Author: stsp
Date: Wed Feb  1 16:58:50 2012
New Revision: 1239203

URL: http://svn.apache.org/viewvc?rev=1239203&view=rev
Log:
For issue #2487, "mod_dav_svn and locales fail to play nicely together",
add a new configuration option which allows Subversion libraries called
from mod_dav_svn to process UTF-8 strings, instead of just ASCII strings.

Because httpd is not locale-aware, we cannot assume that a native character
set other than ASCII is present in the environment that mod_dav_svn runs in.
UTF-8 is backward compatible to ASCII, and all paths within Subversion
repositories are already encoded in UTF-8. Thus, we can safely allow UTF-8
without running into character set conversion issues in code called from
mod_dav_svn.

Basic testing shows that httpd is prepared to tolerate non-ASCII characters,
even though it doesn't seem to interpret them.
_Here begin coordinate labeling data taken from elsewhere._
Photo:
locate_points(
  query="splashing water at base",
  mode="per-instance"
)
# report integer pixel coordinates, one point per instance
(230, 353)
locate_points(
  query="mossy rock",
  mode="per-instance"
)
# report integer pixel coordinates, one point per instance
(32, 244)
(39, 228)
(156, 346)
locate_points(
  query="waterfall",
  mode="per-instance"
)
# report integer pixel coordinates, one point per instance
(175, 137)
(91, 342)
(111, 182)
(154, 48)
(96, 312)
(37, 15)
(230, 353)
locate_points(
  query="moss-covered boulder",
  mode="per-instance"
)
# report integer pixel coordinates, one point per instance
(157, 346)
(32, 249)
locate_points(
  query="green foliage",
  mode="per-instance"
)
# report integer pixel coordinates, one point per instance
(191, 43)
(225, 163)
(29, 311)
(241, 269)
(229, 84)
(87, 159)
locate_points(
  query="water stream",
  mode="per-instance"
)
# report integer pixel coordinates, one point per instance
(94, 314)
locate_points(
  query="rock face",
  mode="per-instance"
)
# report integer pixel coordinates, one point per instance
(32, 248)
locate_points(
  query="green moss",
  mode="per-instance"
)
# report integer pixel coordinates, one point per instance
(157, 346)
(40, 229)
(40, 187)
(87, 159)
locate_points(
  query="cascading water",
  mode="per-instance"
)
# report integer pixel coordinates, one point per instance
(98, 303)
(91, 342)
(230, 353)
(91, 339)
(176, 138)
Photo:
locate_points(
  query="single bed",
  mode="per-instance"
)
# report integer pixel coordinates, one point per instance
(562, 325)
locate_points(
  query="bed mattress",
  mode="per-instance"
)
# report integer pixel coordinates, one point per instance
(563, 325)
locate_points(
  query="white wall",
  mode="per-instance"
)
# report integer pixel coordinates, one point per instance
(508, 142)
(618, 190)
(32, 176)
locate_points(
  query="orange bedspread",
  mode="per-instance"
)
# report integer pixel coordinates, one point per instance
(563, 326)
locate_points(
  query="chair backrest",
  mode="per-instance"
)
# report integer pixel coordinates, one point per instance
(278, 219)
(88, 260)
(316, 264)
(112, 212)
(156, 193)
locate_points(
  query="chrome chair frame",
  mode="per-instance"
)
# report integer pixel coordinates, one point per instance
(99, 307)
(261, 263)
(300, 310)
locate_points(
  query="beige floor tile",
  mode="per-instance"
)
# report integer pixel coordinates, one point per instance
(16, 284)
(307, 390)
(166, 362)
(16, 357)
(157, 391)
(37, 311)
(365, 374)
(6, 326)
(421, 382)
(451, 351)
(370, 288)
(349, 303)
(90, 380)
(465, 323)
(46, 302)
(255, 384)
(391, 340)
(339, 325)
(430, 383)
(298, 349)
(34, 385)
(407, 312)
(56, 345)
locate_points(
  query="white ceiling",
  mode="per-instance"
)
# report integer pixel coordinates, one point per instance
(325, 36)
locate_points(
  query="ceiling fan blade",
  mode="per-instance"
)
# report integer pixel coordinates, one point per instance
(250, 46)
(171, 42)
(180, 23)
E.g. it logs such characters
as hex codes preceded by a backslash.

The new configuration option is called SVNUseUTF8 and can be set to
"On" or "Off" (the default is "Off"). It is a global option that takes
effect for all repository locations defined in the configuration file.

When the option is "On", files that contain UTF-8 characters in their
names can be processed by the pre-lock hook, hooks are able to write
UTF-8 characters to stdout and stderr, and filesystem paths to Subversion
repositories may contain UTF-8 characters.

* subversion/mod_dav_svn/mod_dav_svn.c
  (server_conf_t): Add use_utf8 boolean.
  (init): Initialise the native character set of Subversion's UTF-8
   conversion routines to either ASCII (default) or UTF-8.
  (SVNUseUTF8_cmd): New option command processor.
  (cmds): Add new "SVNUseUTF8" option.

* subversion/include/svn_utf.h
  (svn_utf_initialize2): Declare. Includes the ablity to force the native
   character set to UTF-8, regardless of locale.
  (svn_utf_initialize): Deprecate.

* subversion/libsvn_subr/deprecated.c
  (svn_utf_initialize): Re-implement as wrapper around svn_utf_initialize2().

* subversion/libsvn_subr/cmdline.c
  (svn_cmdline_init): Update funtion call to svn_utf_initialize2(), keeping
   the native character set based on the current locale.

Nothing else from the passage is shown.